Sempre na vanguarda, o espírito da Viña Morandé é e tem sido a busca de novas variedades, vales e técnicas para criar vinhos únicos com um certo “twist”. É com esse espírito que Pablo Morandé, fundador da vincíola, sonhando em fazer um vinho de colheita tardia da mais alta qualidade do Vale de Casablanca, lançou no ano 2000 o Golden Harvest, um vinho “Late Harvest”, que combina o jeito de produção de Sauternes e Tokaji. Ele é produzido em pequenas quantidades apenas em anos em que se encontram condições climáticas muito particulares, onde 100% das uvas Sauvignon Blanc são afetadas pela botrytis cinerea.

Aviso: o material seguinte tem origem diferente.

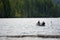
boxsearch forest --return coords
[0,0,60,18]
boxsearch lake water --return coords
[0,18,60,40]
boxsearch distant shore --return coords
[0,35,60,38]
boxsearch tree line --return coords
[0,0,60,18]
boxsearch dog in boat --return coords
[37,21,45,26]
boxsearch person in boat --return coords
[37,21,40,26]
[42,21,45,26]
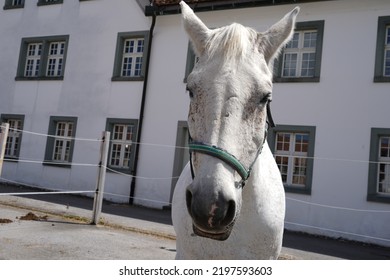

Nosso Golden Harvest provém do vinhedo El Ensueño localizado no Vale de Casablanca, setor Lo Ovalle. El Ensueño está localizado em um dos setores mais frios do Vale de Casablanca e com presença regular de névoas matinais vindas da costa. Esta condição durante o período de maturação das uvas, e particularmente no início do outono, eleva a umidade relativa; no entanto, os dias são ensolarados mas as temperaturas são baixas, favorecendo o desenvolvimento de forma única e excecional de Botrytis cinerea, um fungo que produz a cobiçada “Podridão Nobre”. Esta condição, que em condições de alta umidade é um problema para a uva porque o mesmo fungo se desenvolve de forma violenta e negativa, é, no entanto, o fator chave na produção de vinhos doces, como Sauternes na França e Tokaji na Hungria. No caso da Golden Harvest, a podridão nobre só apareceu de forma abundante nas colheitas dos anos de 2000, 2007 e 2013.

Quanto à sua vinificação, depois de escolhidos os cachos mais afetados pela uva passa e pelo desenvolvimento do fungo, as bagas são selecionadas e desengaçadas grão a grão à mão. São prensadas em prensas hidráulicas verticais, de modo que se obtêm dois tipos de suco, um mais fluido ou líquido e outro que é uma espécie de mel, concentrado e mais viscoso. Ambos são fermentados em barricas por quase um ano.

A este mosto em fermentação adiciona-se uma proporção equivalente aos 6 puttonyos húngaros de uvas botritizadas. Este elemento é crucial para dar vida ao Golden Harvest e a razão pela qual difere fundamentalmente de um Late Harvest tradicional. Após o esgotamento das leveduras, o vinho é mantido por um segundo ano nas barricas de origem, até ser engarrafado.

Seguindo os exemplos que existem em países como a Hungria, a Ucrânia e a Eslovénia, no Golden Harvest poderá encontrar reminiscências destes vinhos históricos, que serviram de inspiração à nossa proposta. Um vinho feito totalmente à mão, de pequena produção, com um processo de vinificação complexo, o que o torna muito especial e único e que significou uma verdadeira mudança de paradigma no que diz respeito à sua categoria, sendo considerado por muitos como o melhor vinho doce do Chile.